Berline
Céline Righi
Texte publié sous la direction de Marc Villemain.
Prix littéraire Québec-France Marie-Claire Blais
Prix du livre à Metz Marguerite Puhl-Demange
Prix Premières Paroles
Grand Prix national Lions de littérature
Fin des années 1960, quelque part dans un pays de fer et de charbon. Une mine vient de s’effondrer, qui a piégé Fernand sous une berline.
À mesure qu’approche une mort presque certaine, celui-ci se remémore son existence « là-haut ».
Évocation tout à la fois réaliste et poétique de la vie des mineurs, Berline fait surgir d’un destin a priori bien sombre d’éclatantes pépites de lumière, de tendresse et d’humour. Avec en filigrane l’espoir d’une renaissance.
Née en 1973, Céline Righi, petite-fille de mineurs, réside entre Strasbourg et sa maison en bois des Vosges. Professeur de Lettres modernes, elle quitte l’Éducation nationale en 2018 pour se consacrer entièrement à ses activités d’écriture. Chanteuse et parolière, elle prête sa plume à de nombreux artistes. Elle anime des ateliers d’écriture destinés aux enfants, aux adultes et aux personnes âgées, et intervient également auprès des détenus de la Maison d’arrêt de Strasbourg. En septembre 2021, elle remporte à l’unanimité le Grand Prix du Jury du concours « Lire pour en sortir », parrainé par Leïla Slimani.
Le Républicain lorrain • Propos recueillis par Xavier Jacquillard
Chanteuse et parolière originaire d’Hussigny-Godbrange, Céline Righi vient de publier son premier roman Paru aux Éditions du Sonneur, Berline suit les pensées de Fernand, piégé dans l’effondrement d’une mine, quelque part à la fin des années 1960. L’auteure livre quelques clefs de lecture, largement familiales.

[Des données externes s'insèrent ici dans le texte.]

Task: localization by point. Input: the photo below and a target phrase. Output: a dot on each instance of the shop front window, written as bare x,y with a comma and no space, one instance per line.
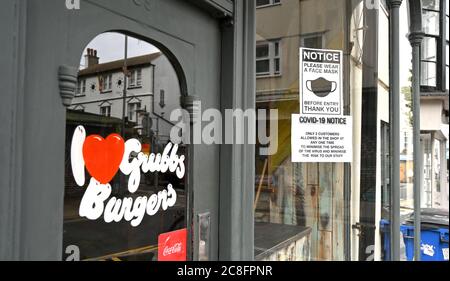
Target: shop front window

« Je suis née à Villerupt et j’ai grandi à Hussigny Godbrange, avant mes études à Nancy. Je suis une vraie Lorraine ! Pendant quasiment vingt ans, j’ai enseigné en tant que professeur de lettres modernes. Puis, en 2018, j’ai démissionné de l’Éducation nationale pour me consacrer à mes activités d’écriture : parolière, pour moi et d’autres artistes ; et animatrice d’ateliers d’écriture. En fin, j’interviens à la maison d’arrêt de Strasbourg, auprès de détenus. Mais je garde un lien avec le Pays-Haut : ce sont mes racines, profondes. D’ailleurs, j’en parle dans le livre… »
Ses origines
« L’univers minier m’a toujours intriguée, sans doute car mes deux grands-pères étaient mineurs. Celui paternel travaillait dans la mine de fer à Hussigny. Celui maternel, dans une mine de charbon à Faulquemont. J’avais envie de rendre hommage à ces hommes du fond. Sans oublier les femmes qui, souvent, s’occupaient des gosses, du manger, du ménage etc. Cet univers me touche beaucoup, il me ramène à mon enfance. Et dans ma famille, on s’est toujours évertué à transmettre le flambeau, la mémoire.
À Hussigny, une grande importance est accordée à la survivance de cet univers. L’Association d’histoire industrielle fait revivre ce monde souterrain de manière extrêmement vivante . Je voulais y goûter pendant l’écriture du roman : le vacarme du fond, le noir absolu…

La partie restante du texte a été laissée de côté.